Comment 4 Richard Biener 2009-05-27 20:57:51 UTC

Actually PRE seems to be more powerful than predictive commoning here.  We
just lose one opportunity while gaining.  With predictive commoning we have
8 loads and 4 stores, 11 multiplications and one division.
With PRE it is 6 loads and 4 stores, 10 multiplications and one division.
The only thing we gain from predictive commoning in 4.4 is unrolling the
loop once.

Comment 5 Luis Machado 2009-05-29 19:52:21 UTC

From predictive commoning we gain a bit more performance, probably due to the bigger unrolling factor.

Any chance of the unrolling taking place while still using PRE?

Thanks,
Luis

Comment 6 rguenther@suse.de 2009-05-29 20:15:38 UTC

Subject: Re:  [4.5 Regression] Big degradation on
 swim/mgrid on powerpc 32/64 after alias improvement merge (gcc r145494)

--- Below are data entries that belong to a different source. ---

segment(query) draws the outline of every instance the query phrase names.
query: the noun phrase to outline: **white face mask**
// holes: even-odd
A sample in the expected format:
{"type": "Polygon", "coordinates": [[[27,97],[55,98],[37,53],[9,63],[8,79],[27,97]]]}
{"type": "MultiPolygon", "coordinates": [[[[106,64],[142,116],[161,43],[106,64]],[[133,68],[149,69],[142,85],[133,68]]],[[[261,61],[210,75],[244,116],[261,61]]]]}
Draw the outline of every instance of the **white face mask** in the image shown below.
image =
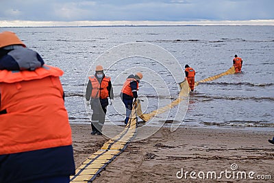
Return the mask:
{"type": "Polygon", "coordinates": [[[98,78],[102,78],[103,77],[103,74],[102,73],[97,73],[97,77],[98,77],[98,78]]]}

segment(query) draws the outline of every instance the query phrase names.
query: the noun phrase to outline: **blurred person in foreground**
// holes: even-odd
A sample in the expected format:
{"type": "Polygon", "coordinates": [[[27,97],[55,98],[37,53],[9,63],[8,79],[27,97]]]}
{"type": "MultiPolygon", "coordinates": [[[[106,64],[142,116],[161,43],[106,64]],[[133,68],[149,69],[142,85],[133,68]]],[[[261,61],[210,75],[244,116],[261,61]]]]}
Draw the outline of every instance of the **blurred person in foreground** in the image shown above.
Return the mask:
{"type": "Polygon", "coordinates": [[[0,33],[0,182],[66,183],[75,173],[62,74],[0,33]]]}

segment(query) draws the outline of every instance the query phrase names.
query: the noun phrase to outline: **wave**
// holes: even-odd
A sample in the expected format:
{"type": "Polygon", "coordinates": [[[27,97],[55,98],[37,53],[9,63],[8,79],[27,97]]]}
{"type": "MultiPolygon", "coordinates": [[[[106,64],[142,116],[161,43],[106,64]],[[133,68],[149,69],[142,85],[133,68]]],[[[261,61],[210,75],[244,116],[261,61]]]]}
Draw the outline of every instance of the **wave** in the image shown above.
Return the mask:
{"type": "Polygon", "coordinates": [[[249,82],[239,82],[239,83],[228,83],[228,82],[203,82],[199,84],[206,85],[222,85],[222,86],[240,86],[244,85],[252,87],[266,87],[274,86],[274,83],[249,83],[249,82]]]}
{"type": "Polygon", "coordinates": [[[244,41],[248,42],[274,42],[274,40],[245,40],[242,38],[221,38],[221,40],[199,40],[199,39],[176,39],[176,40],[137,40],[136,42],[225,42],[232,41],[244,41]]]}

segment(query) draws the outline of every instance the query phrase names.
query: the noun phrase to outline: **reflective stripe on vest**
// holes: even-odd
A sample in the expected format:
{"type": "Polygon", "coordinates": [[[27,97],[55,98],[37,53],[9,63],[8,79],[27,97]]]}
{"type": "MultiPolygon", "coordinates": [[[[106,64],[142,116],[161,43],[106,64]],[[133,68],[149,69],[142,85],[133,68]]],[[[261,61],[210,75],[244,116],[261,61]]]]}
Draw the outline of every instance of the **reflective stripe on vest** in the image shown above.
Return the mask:
{"type": "Polygon", "coordinates": [[[7,111],[0,114],[0,155],[72,144],[57,77],[62,73],[51,66],[35,71],[0,71],[1,76],[8,77],[0,82],[0,111],[7,111]]]}
{"type": "Polygon", "coordinates": [[[195,71],[191,67],[186,68],[185,71],[188,73],[188,77],[195,77],[195,71]]]}
{"type": "Polygon", "coordinates": [[[125,82],[124,83],[124,85],[123,86],[123,88],[121,92],[134,97],[132,92],[134,92],[136,90],[132,90],[132,87],[130,87],[130,83],[132,82],[136,82],[137,90],[138,90],[139,89],[139,84],[138,84],[138,82],[137,82],[137,80],[134,78],[127,78],[127,80],[125,81],[125,82]]]}
{"type": "Polygon", "coordinates": [[[91,98],[96,99],[100,97],[100,99],[107,99],[108,97],[108,82],[110,81],[110,77],[105,76],[102,79],[100,84],[95,76],[92,75],[88,77],[92,86],[91,91],[91,98]]]}
{"type": "Polygon", "coordinates": [[[8,71],[0,70],[0,82],[14,83],[21,81],[42,79],[47,76],[59,77],[64,72],[57,67],[44,64],[34,71],[8,71]]]}

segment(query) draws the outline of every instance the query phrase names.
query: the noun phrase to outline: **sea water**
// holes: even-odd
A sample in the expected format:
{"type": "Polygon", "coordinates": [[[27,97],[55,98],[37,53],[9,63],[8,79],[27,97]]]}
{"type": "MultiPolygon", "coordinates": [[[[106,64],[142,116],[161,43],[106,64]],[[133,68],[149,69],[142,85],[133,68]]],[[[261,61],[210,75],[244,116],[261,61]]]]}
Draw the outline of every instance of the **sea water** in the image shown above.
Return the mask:
{"type": "MultiPolygon", "coordinates": [[[[61,82],[71,123],[90,123],[84,97],[87,74],[95,60],[121,44],[149,42],[169,51],[182,68],[186,64],[194,68],[196,81],[227,70],[235,54],[243,60],[242,73],[195,88],[182,126],[258,127],[271,130],[274,127],[274,26],[1,27],[0,31],[16,33],[46,64],[64,71],[61,82]]],[[[132,64],[147,63],[142,60],[131,58],[130,64],[116,66],[114,71],[121,72],[132,64]]],[[[171,93],[158,96],[149,84],[141,81],[138,94],[140,98],[150,99],[146,112],[157,108],[158,99],[173,100],[178,95],[177,84],[170,75],[161,67],[154,69],[166,80],[171,93]]],[[[143,74],[145,78],[146,73],[143,74]]],[[[182,80],[184,75],[182,69],[182,80]]],[[[153,77],[145,80],[157,85],[153,77]]],[[[121,102],[119,95],[123,83],[113,86],[114,102],[121,102]]],[[[169,119],[174,115],[171,112],[169,119]]],[[[118,122],[124,118],[110,106],[107,117],[118,122]]]]}

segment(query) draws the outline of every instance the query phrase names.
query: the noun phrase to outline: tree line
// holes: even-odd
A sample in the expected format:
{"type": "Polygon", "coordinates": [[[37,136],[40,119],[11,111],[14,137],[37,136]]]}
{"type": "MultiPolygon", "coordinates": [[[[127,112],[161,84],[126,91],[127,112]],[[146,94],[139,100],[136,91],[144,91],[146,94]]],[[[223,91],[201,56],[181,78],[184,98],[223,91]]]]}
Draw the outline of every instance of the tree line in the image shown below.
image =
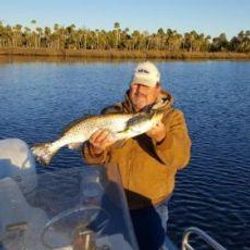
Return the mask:
{"type": "Polygon", "coordinates": [[[211,37],[195,30],[184,34],[159,28],[155,33],[121,29],[118,22],[112,30],[77,28],[74,24],[41,28],[36,20],[30,27],[5,25],[0,21],[0,48],[49,48],[76,50],[159,50],[183,52],[250,52],[250,30],[240,31],[228,40],[225,33],[211,37]]]}

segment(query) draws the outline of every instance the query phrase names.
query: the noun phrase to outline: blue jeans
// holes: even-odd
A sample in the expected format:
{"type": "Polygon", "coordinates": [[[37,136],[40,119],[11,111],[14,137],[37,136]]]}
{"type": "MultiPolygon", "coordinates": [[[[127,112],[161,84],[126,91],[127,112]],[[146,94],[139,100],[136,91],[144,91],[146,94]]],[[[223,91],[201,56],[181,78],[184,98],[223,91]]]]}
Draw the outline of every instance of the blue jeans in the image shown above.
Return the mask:
{"type": "Polygon", "coordinates": [[[141,250],[158,250],[165,240],[168,200],[157,206],[130,210],[135,235],[141,250]]]}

On Fri, 29 May 2009, luisgpm at linux dot vnet dot ibm dot com wrote:

> ------- Comment #5 from luisgpm at linux dot vnet dot ibm dot com  2009-05-29 19:52 -------
> From predictive commoning we gain a bit more performance, probably due to the
> bigger unrolling factor.
> 
> Any chance of the unrolling taking place while still using PRE?

-funroll[-all]-loops doesn't seem to do the job.  I didn't check if
enabling sms would do it.  Other unrolling on the tree level is only
implemented as side-effect of other optimizations (like vectorization
or predictive commoning or prefetching) :/

Richard.

Comment 7 Richard Biener 2009-11-30 13:11:36 UTC

I believe this was fixed with

2009-07-22  Michael Matz  <matz@suse.de>

        PR tree-optimization/35229
        PR tree-optimization/39300

        * tree-ssa-pre.c (includes): Include tree-scalar-evolution.h.
        (inhibit_phi_insertion): New function.
        (insert_into_preds_of_block): Call it for REFERENCEs.
        (init_pre): Initialize and finalize scalar evolutions.
        * Makefile.in (tree-ssa-pre.o): Depend on tree-scalar-evolution.h .


which avoids the PRE and enables predictive commoning again (on x86_64
only the tail loop of the vectorized variant is).